Confusões, complicações e estupidez humana

As pessoas são complicadas, muito, faz parte da condição humana, faz parte do nosso crescimento, evoluir, amadurecer, mudar de opinião, a própria vida, as nossas experiências mudam-nos, moldam-nos, somos seres adaptáveis e ainda bem porque só assim conseguimos sobreviver e prosperar.

Somos a espécie mais inteligente, a única com consciência, é essa mesma consciência que nos leva a questionar de onde viemos e para onde vamos, que nos faz divagar sobre os dilemas do universo, que nos confere ideias, pensamento próprios, livre arbítrio e capacidade de decisão lógica e analítica que se sobrepõe ao instinto, essa caraterística inata que parece em vias de extinção em tantas situações.

 

A grande questão da humanidade, no entanto, não é uma questão complicada, é tão simples, tão risória, que chega a ser uma anedota, com tanta inteligência e superioridade intelectual como é que os humanos são a espécie mais estúpida?

Não falo das grandes questões, como termos sociedades altamente desenvolvidas e permitirmos que existam pessoas, semelhantes a nós, exploradas, escravizadas, mutiladas, privadas dos direitos básicos como acesso a água e comida, há muito que perdi a fé no altruísmo, os humanos são egoístas e só se preocupam com outros depois de verem supridas as suas necessidades, curiosamente neste campo o instinto continua a ser mais forte que a razão e a lógica.

 

Refiro-me a pequenas coisas, simples atos que as pessoas têm, completamente ilógicos e irrefletidos que prejudicam a sua vida e a dos outros, aquela decisão parva que faz com que se desencadeie uma série de eventos desagradáveis completamente evitáveis.

 

A decisão de atender o telemóvel enquanto se conduz, infringindo a lei e a lógica, conduz-se apenas com uma mão, com a cabeça de lado, até se tem opção de alta voz, mas os hábitos são tramados e encostamos o aparelho ao ouvido e lá vamos a colocar a nossa vida e a dos outros em risco, mais à frente há alguém que para com os quatro piscas, desviamos um pouco curso e quando nos preparamos para ultrapassar arrancamos a porta do carro que parou e quase que atropelamos o condutor que saiu do carro como se lá dentro estivesse um enxame de abelhas a ataca-lo.

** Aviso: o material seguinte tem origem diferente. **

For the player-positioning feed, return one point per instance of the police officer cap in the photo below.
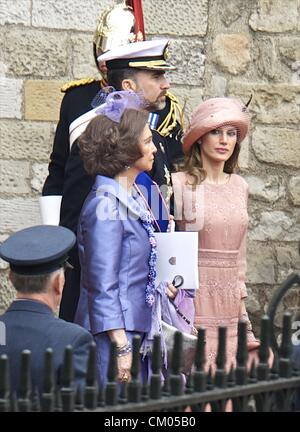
(38, 250)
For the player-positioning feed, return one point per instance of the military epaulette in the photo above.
(76, 83)
(174, 116)
(172, 97)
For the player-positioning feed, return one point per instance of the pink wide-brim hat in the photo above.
(214, 113)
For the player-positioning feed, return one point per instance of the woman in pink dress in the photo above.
(212, 200)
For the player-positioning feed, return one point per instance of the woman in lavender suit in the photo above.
(115, 234)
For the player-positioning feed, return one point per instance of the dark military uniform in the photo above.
(68, 178)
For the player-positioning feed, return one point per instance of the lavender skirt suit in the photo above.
(114, 251)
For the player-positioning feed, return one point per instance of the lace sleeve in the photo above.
(242, 267)
(242, 261)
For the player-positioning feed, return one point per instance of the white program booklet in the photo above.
(177, 255)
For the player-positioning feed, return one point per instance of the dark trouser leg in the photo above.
(71, 290)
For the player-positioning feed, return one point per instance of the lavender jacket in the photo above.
(114, 251)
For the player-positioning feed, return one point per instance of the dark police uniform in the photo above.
(31, 324)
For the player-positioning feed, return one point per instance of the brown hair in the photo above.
(107, 147)
(193, 164)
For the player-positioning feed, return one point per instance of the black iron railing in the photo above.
(260, 388)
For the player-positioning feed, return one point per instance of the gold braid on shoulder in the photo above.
(174, 115)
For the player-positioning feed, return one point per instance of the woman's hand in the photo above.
(124, 365)
(171, 291)
(123, 361)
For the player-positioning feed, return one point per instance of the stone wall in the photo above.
(234, 48)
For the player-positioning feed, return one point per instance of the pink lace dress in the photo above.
(219, 214)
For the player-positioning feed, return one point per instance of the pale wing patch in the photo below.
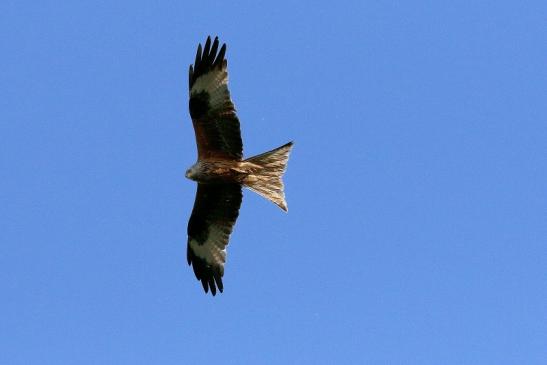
(215, 83)
(213, 251)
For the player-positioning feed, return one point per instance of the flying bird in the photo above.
(220, 170)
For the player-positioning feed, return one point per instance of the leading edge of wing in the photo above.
(215, 212)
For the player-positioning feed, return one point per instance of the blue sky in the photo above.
(417, 222)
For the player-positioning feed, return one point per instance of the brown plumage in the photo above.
(221, 171)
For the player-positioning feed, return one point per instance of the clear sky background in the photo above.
(417, 187)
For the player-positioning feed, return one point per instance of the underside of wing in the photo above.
(213, 114)
(214, 215)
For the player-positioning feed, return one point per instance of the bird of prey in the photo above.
(220, 170)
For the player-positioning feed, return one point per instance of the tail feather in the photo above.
(267, 179)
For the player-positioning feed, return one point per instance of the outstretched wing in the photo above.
(213, 114)
(215, 212)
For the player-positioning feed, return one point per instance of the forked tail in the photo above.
(267, 179)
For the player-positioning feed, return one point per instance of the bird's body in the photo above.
(221, 171)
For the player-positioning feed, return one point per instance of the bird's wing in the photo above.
(215, 212)
(213, 114)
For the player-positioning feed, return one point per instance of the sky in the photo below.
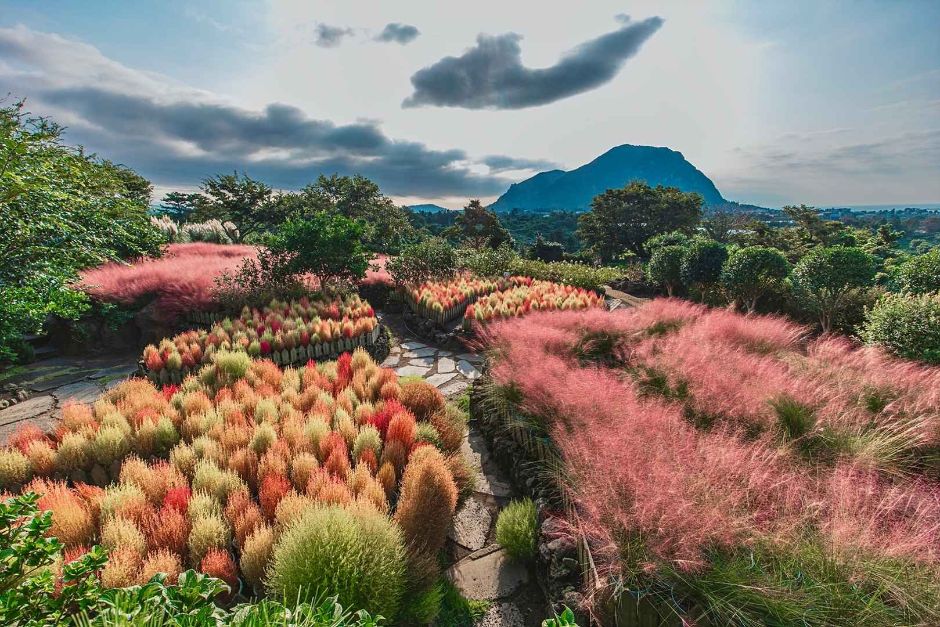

A porta voa disparada e estilhaça a montra da padaria, derruba o pequeno-almoço dos fregueses matinais e há um que é atingido em cheio, ficando ferido. Dá-se uma zaragata total, apontam-se culpados, mas quem sofre é o pobre cliente da padaria que estava a tomar o pequeno-almoço descansado.

Nesse dia a padaria não trabalhou, encerrada por motivos de segurança, o condutor que falava ao telemóvel perdeu uma importante entrevista de emprego, o condutor do carro parado com os quatro piscas perdeu uma reunião decisiva para a conclusão de um negócio, a sua filha perdeu o teste de português e o ferido ficou com uma mazela para toda a vida.

 

Ao mesmo tempo há alguém que mesmo sabendo que está atrasado, que é importante entregar o relatório a horas, resolve procrastinar mais uma hora, percorre com os olhos apressados os jornais do dia, buscando inspiração para terminar com uma brilhante conclusão, o tempo passa e a conclusão não chega.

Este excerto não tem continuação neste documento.